Uma geometria privada: McArthur Binion e Sol LeWitt na Galeria De Carlo, em Milão
Bastariam os Wall Drawings de Sol LeWitt (1928-2007) para fazer valer a pena visitar a nova exposição que a galeria milanesa Massimo De Carlo dedica ao grande artista minimalista, em diálogo com o seu colega McArthur Binion (n.1946).
Trata-se, sem sombra de dúvida, de uma exposição que poderíamos tranquilamente definir como uma joia “museal”, seja pela grande qualidade das obras expostas, seja porque não é todos os dias que encontramos dois nomes superlativos reunidos num espaço “privado”, como é a Casa Corbellini Wassermann, sede italiana da De Carlo.
Impressionante é a obra Altar, de Binion (2020), realizada para a sua mostra individual no Museo del Novecento de Florença, no ano passado, aqui reexposta. Com quase quatro metros de altura por três de largura e concebida originalmente como uma pala de altar, a grande “tela” é formada pelo caderno de moradas desmembrado que o artista usou nos anos 1970, encaixado em milhares de quadrados traçados com pastel a óleo.
McArthur Binion partilha com LeWitt o uso da geometria, mas no seu caso específico a “grelha” é definida – nas próprias palavras do artista – como uma situação de underconscious, capaz de transformar em abstração pedaços de vida pessoal: fotografias, retratos, números de telefone, até a certidão de nascimento. Trata-se de um processo metafórico para fazer entrar oficialmente no mundo do “xadrez da arte” a sua identidade afro-americana. Não é por acaso que Binion criou, em 2019, na cidade de Detroit, a fundação Modern: Ancient: Brown, para suster e encorajar as expressões criativas das minorias.

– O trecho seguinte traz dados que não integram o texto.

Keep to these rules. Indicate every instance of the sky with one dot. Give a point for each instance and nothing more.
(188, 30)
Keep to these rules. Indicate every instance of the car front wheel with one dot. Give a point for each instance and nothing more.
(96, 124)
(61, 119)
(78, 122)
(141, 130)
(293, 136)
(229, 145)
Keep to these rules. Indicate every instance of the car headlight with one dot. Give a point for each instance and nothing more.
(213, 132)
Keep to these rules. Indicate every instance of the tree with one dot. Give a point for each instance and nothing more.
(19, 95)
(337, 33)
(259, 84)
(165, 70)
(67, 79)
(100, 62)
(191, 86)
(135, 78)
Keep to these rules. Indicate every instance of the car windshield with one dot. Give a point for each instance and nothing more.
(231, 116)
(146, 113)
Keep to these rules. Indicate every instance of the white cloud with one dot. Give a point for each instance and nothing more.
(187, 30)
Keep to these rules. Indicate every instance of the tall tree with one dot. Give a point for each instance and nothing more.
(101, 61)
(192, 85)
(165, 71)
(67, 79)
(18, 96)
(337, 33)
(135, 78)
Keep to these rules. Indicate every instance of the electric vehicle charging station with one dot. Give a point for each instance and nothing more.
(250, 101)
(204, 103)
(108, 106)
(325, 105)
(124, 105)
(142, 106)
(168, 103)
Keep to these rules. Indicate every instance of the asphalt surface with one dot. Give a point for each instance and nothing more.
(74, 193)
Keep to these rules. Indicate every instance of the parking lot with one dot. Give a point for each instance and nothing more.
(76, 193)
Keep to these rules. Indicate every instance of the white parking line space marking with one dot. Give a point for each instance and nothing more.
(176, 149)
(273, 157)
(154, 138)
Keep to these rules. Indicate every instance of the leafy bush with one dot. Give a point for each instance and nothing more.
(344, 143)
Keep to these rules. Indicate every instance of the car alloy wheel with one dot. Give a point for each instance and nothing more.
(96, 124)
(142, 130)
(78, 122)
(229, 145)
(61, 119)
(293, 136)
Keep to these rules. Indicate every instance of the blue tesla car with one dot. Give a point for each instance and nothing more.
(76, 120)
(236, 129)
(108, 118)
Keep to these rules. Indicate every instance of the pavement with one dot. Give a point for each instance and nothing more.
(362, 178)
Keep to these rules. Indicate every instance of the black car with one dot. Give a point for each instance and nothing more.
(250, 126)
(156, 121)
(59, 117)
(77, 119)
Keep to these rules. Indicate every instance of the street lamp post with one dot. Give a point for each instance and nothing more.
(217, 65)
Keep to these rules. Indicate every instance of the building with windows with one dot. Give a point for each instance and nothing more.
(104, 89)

De facto, os dois, Binion e LeWitt, estão determinados em libertar a pintura dos seus próprios confins. Enquanto LeWitt se expande no ambiente, desafiando a arquitetura, Binion constrói orgãos arquitetónicos para contê-la.
Ao passo que Binion utiliza o seu DNA – nome da série de obras expostas na galeria Massimo De Carlo -, eis que LeWitt quer eliminar a ideia de autoria, impondo regras básicas a quem realiza as suas pinturas murais. Um exemplo perfeito dessa modalidade criativa é Wall Drawing #387, idealizado em 1981: o artista oferece uma lista preestabelecida de símbolos lineares a utilizar; porém, o número e a posição que eles ocuparão no momento da criação da obra é da escolha de quem executa o processo.

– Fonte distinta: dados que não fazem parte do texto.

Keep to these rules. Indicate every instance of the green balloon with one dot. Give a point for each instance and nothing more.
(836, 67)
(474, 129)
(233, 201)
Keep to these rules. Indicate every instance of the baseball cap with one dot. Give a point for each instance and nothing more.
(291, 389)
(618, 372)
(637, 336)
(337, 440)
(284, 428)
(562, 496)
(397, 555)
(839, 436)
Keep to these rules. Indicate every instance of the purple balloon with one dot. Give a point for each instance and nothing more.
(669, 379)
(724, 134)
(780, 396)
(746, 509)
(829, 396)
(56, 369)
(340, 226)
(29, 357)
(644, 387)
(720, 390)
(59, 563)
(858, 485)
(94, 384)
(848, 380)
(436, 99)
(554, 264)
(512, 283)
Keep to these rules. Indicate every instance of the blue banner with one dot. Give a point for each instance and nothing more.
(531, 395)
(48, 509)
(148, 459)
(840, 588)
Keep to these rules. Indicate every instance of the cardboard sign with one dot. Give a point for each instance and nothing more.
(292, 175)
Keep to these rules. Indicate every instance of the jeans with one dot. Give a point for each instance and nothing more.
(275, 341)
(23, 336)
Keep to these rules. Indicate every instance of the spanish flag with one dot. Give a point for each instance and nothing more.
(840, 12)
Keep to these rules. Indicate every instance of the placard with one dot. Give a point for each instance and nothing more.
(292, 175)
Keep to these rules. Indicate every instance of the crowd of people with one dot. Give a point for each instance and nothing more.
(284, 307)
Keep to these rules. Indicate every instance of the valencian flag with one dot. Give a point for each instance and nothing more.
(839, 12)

Mas o pertencer a Nova Iorque é também um dos fatores que une os traços artísticos de LeWitt e Binion: a obra de LeWitt, Horizontal Progression, de 1991, é uma grande escultura branca focada na primitiva estrutura arquitetónica da zigurate como modelo da urbanística moderna – própria do desenvolvimento da “Big Apple” a partir da década de 1910, tema ao qual o artista dedicou um artigo em 1966. Continuando nesse sentido, ou seja, da “grelha”, como não ver nas superfícies de Binion as ruas e as avenidas de Manhattan?
Aparentemente desligadas entre si, as obras dos artistas dispostas nas salas da galeria, quando vistas às claras, revelam um diálogo muito mais fechado do que se possa imaginar.
Mesmo tendo os criadores a vontade de “desaparecer”, de ficar “anónimos” em favor das suas próprias criações, a arte minimalista e conceptual de LeWitt e de Binion é profundamente pessoal e traz consigo o poder de contar uma história universal, para além da linguagem linear. De facto, a geometria é uma abstração, mas bem profunda.
McArthur Binion – Sol LeWitt está patente até ao dia 15 de janeiro de 2022 na galeria Massimo De Carlo, viale Lombardia 17, em Milão.